We realized we needed a shared language on dashboards between platform and service teams.
What we changed
1. Add consumer-centric slices
Platform dashboards gained a new set of sections organized by consumer perspective:
- per-service or per-tenant views
- metrics that show how platform behavior maps to service SLOs
For example, instead of just "database CPU," we:
- added breakdowns of query latency by service
- showed which services were consuming the most connections
This helped answer questions like:
- "Which services are most affected right now?"

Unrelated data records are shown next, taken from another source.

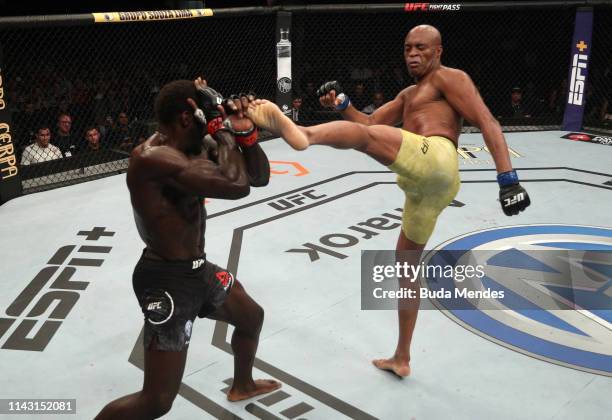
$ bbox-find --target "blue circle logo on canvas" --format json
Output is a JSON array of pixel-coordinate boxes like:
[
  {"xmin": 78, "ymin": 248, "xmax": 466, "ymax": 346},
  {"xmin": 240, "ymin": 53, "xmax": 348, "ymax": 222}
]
[{"xmin": 424, "ymin": 225, "xmax": 612, "ymax": 376}]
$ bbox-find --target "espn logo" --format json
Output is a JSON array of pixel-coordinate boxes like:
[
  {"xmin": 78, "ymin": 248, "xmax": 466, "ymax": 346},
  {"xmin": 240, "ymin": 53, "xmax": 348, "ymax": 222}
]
[{"xmin": 567, "ymin": 54, "xmax": 589, "ymax": 105}]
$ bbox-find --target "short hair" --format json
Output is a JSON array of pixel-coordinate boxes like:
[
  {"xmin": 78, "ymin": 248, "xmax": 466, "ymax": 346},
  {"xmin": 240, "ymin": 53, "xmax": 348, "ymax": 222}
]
[
  {"xmin": 34, "ymin": 123, "xmax": 51, "ymax": 134},
  {"xmin": 155, "ymin": 80, "xmax": 197, "ymax": 124},
  {"xmin": 84, "ymin": 125, "xmax": 100, "ymax": 137}
]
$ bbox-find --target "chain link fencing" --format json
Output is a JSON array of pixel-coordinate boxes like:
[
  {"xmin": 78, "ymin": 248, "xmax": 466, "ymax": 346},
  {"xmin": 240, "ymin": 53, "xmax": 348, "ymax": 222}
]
[{"xmin": 0, "ymin": 6, "xmax": 612, "ymax": 197}]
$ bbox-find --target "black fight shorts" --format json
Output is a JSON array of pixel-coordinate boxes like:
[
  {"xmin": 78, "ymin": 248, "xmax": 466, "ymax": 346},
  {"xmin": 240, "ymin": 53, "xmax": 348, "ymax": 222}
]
[{"xmin": 132, "ymin": 255, "xmax": 234, "ymax": 351}]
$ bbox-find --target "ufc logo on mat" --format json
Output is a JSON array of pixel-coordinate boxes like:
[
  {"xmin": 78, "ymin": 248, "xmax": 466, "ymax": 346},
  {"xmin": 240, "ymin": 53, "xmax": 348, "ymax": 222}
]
[{"xmin": 504, "ymin": 193, "xmax": 525, "ymax": 207}]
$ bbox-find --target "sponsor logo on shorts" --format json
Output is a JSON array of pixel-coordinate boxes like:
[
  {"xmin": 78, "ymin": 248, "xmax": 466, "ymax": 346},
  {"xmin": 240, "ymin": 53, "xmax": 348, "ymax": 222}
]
[
  {"xmin": 457, "ymin": 144, "xmax": 523, "ymax": 165},
  {"xmin": 185, "ymin": 319, "xmax": 193, "ymax": 344},
  {"xmin": 561, "ymin": 133, "xmax": 612, "ymax": 146},
  {"xmin": 425, "ymin": 225, "xmax": 612, "ymax": 376},
  {"xmin": 215, "ymin": 271, "xmax": 234, "ymax": 290},
  {"xmin": 421, "ymin": 138, "xmax": 429, "ymax": 155},
  {"xmin": 277, "ymin": 77, "xmax": 291, "ymax": 93}
]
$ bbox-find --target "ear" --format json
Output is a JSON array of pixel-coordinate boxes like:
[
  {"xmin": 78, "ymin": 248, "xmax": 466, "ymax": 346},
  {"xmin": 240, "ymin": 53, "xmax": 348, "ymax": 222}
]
[{"xmin": 178, "ymin": 111, "xmax": 193, "ymax": 128}]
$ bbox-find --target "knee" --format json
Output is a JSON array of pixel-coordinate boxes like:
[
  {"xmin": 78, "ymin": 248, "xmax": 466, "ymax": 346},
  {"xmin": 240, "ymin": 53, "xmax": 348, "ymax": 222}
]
[
  {"xmin": 148, "ymin": 393, "xmax": 176, "ymax": 418},
  {"xmin": 253, "ymin": 305, "xmax": 264, "ymax": 332}
]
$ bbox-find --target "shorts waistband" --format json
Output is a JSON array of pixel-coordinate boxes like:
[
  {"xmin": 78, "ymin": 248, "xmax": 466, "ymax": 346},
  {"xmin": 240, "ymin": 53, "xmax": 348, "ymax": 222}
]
[{"xmin": 140, "ymin": 248, "xmax": 206, "ymax": 270}]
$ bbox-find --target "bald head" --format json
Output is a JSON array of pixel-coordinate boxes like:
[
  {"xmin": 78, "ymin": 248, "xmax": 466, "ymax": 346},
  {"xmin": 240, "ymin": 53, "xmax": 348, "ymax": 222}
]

- "Is this a platform-wide problem or localized?"
2. Align terminology
We cleaned up naming and labels.
Platform-internal names for clusters and queues were translated into:
- the service names or domains that most people knew
- consistent labels used across dashboards and alerts
Instead of "cluster-db-03," the dashboard said which high-level services relied on it.
3. Tie platform metrics to service SLOs
We added simple overlays and annotations:
- when a platform metric crossed a threshold that had historically affected service SLOs
- pointers from service SLO breaches to relevant platform graphs
This turned some platform dashboards from "interesting metrics" into tools for explaining SLO behavior.
4. Share ownership of key views
We paired platform and service engineers to design a small set of shared dashboards:
- one that both on-calls could open during a cross-cutting incident
- with a clear narrative: "what’s happening, who is affected, where to look next"
Ownership for these dashboards was joint:
- platform owns correctness of low-level metrics
- service teams help ensure the views answer their questions
Takeaways
- Platform dashboards need to tell a story that service teams can understand under pressure.
- Organizing platform views around consumers, not just components, makes incidents less adversarial.
- Shared dashboards and terminology help when "platform is fine" and "users are not fine" collide.